I've heard the typical developer's adverse reaction to writing documentation (which I share!) described in many ways, my favorite being a variation of the "tree falls in the forest" joke:

If a developer actually writes documentation, are they still a developer?

We've learned to accept the reality that the only thing more painful than writing documentation is having to deal with someone else's code that lacks documentation. We have also rejected the notion that code, itself, is sufficient documentation. We certainly expect code to be readable and self-documenting, but it just isn't the place for documenting how to set up hardware and software dependencies used by a new feature, for example. We're also not expecting a full-length novel, either. Most of the time, a moderately detailed README works just fine. We usually expect this README to cover these kinds of concerns:

  • How to build, run tests, etc.
  • How to setup any dependencies (for example, Riak, RabbitMQ, etc.).
  • Configuration options & examples.
  • API usage examples (especially for internal infrastructure libs, etc.).

Reviewed

If there's any practice we've adopted internally that I believe could qualify as one of the most transformative, it would be our approach to code reviews. The only way a change can make its way into master is via a pull request. All pull requests have to go through a review process, and no one is allowed to merge their own PRs, regardless of position. With a distributed team, the PR review process serves as both a means to disseminate knowledge as well as build team relationships. In addition to spreading app knowledge, it's proven to be invaluable for cross-training. I've personally learned more about CSS & LESS than I would have imagined (and in less time than I would have on my own) from Hunter Heitzman and Doug Neiner through the course of code reviews, for example.

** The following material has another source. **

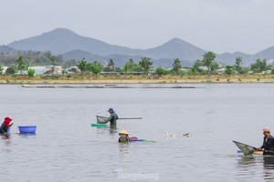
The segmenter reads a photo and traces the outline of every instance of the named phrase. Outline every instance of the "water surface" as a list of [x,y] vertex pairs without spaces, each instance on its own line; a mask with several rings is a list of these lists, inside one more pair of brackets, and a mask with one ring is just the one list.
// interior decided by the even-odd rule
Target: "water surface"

The most critical improvement, however, is that our review process has caught a number of issues before they ever reach our QA team. Our reviewers don't just compare the code difference in git, they have to pull the code and run it locally (this includes setting up any dependencies based on following the README's explanation), and verify that all tests pass, etc. This gives everyone a stake in guarding the code base, and confidence in the predictable nature of getting good test feedback from well-covered code.

The Elephant in the Room

The book "Working Effectively With Legacy Code" defines legacy code as "code without tests". We've unintentionally upped the ante, as our internal definition of legacy code is now code which hasn't been tested, logged, documented or reviewed! When your team is tasked with rolling new features as well as maintaining an existing system that may not always fit these criteria, you're going to have to make some difficult choices. How, then, should we address situations where we have poor test coverage, inadequate documentation and non-existent logging?

Overall, we try to follow the "scout rule", of "leaving the campsite cleaner than when we found it". In the case of a bug fix, this means we address the defect in the "legacy" code and also attempt to improve the situation by adding tests, logging and/or documentation where appropriate. The bulk of our effort, though, is focused on meeting our "TLDR" standards in new features, prioritizing our ability to meet customer needs over any headaches we encounter. New features often mean the opportunity to retire old parts of the system where a heavy investment in retro-fitting would not have made sense. It might frustrate the perfectionists in us, but it's a sensible compromise - one that allows us to continue to ship great features while taking significant strides forward in new architectural directions.